Nothing pleased Pace University Astronomy Professor Matt Ganis more than to see an estimated 500 people turn out at the school’s campus for the sky-watching event of the century.
The university opened its main quad to the public Monday afternoon for a viewing party for the first coast-to-coast total solar eclipse in the United States in 99 years. Not only did early students who arrived early for the new academic year and faculty take in the show, but people with no connection to Pace were welcome.
“It’s fun to see people come out, it really is, because the interest is there,” Ganis said. “More than anything, it’s a fascination with astronomy and space and all that. It’s so much fun.”
Astronomy lovers as well as the curious gathered from 1:30 to 3 p.m., a few with their own telescopes and many others with homemade contraptions consisting of cardboard or cereal boxes where they could safely view the image even if they didn’t have a pair of eclipse glasses.
Despite a bright and sunny morning, some high clouds filtered in by early afternoon over the campus, putting a slight damper on the celebration and the view.

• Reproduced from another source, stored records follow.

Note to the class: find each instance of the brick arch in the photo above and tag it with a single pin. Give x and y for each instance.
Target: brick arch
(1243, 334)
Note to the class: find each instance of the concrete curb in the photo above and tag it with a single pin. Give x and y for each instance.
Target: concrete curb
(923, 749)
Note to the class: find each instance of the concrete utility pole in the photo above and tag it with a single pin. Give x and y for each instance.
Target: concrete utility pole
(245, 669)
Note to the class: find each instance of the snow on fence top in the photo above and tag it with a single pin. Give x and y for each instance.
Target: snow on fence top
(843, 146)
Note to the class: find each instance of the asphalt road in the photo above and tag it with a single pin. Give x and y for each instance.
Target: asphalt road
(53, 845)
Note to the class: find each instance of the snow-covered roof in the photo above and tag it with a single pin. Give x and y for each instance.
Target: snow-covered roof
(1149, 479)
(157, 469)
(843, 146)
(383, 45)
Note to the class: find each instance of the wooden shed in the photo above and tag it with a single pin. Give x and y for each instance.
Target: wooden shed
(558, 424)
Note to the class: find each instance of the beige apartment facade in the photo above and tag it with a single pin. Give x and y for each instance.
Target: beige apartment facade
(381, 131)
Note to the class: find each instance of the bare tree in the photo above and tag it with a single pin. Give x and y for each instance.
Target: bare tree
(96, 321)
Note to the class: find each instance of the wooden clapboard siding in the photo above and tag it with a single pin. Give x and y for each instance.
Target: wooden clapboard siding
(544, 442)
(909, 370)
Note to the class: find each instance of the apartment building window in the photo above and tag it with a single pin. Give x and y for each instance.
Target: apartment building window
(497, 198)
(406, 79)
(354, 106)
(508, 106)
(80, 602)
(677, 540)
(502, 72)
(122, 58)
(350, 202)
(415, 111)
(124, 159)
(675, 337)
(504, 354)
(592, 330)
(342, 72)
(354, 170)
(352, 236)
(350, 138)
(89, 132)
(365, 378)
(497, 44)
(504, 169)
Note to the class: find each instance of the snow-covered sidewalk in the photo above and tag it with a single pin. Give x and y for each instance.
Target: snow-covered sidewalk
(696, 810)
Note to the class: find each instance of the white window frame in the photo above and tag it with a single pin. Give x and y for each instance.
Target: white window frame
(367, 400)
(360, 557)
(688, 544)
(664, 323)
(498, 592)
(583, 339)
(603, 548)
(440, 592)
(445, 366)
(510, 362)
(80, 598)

However, with eclipse glasses one could see the moon sliding over a portion of the sun. In New York, about 70 percent of the sun was obscured by the moon.
Gabe Palacio, a professional photographer from Katonah, had his equipment set up on the quad to get whatever images he could. But it was more important to bring his son and a few of his friends to keep them interested.
“We wanted to bring our kids out somewhere and thought if we just did it in our backyard it wouldn’t be as interesting as coming out and seeing other people and experiencing it as part of a community,” Palacio said.
Briarcliff Manor resident Tyler Leitman said he attended because so many people had been talking about it and the event’s rarity.
“This is an astronomical phenomenon and it’s a once- or maybe twice-in-a-lifetime experience and it’s remarkable, truly,” Leitman said.
Members of the Westchester Amateur Astronomers were on hand with telescopes with filters to protect gazers’ eyes. Charles Gibson, senior vice president of the organization, said even though some fellow members traveled out to the far west to view it in the 70-mile wide Totality Zone, he was happy to help astronomy neophytes gaze through a telescope.
New Pace President Marvin Krislov said the university opened up the grounds after his son told him he was traveling to South Carolina for the event to be in the Totality Zone. Krislov then realized many that were part of the general public would be interested. He thought the school might get a more modest gathering of enthusiasts but was pleased with the turnout.
“All I know is that universities should be places where people come together for educational events,” he said. “So we have a faculty member who is talking about the science of it. We have food and everybody loves food. People brought their telescopes and it’s just terrific.”
If you missed Monday’s eclipse, no need to worry. Hold onto those glasses and telescopes because there will be another one visible in the United States on June 10, 2021, although that will one will begin shortly before daybreak. Then there will be yet another eclipse on Apr. 8, 2024, with the Totality Zone far closer to New York.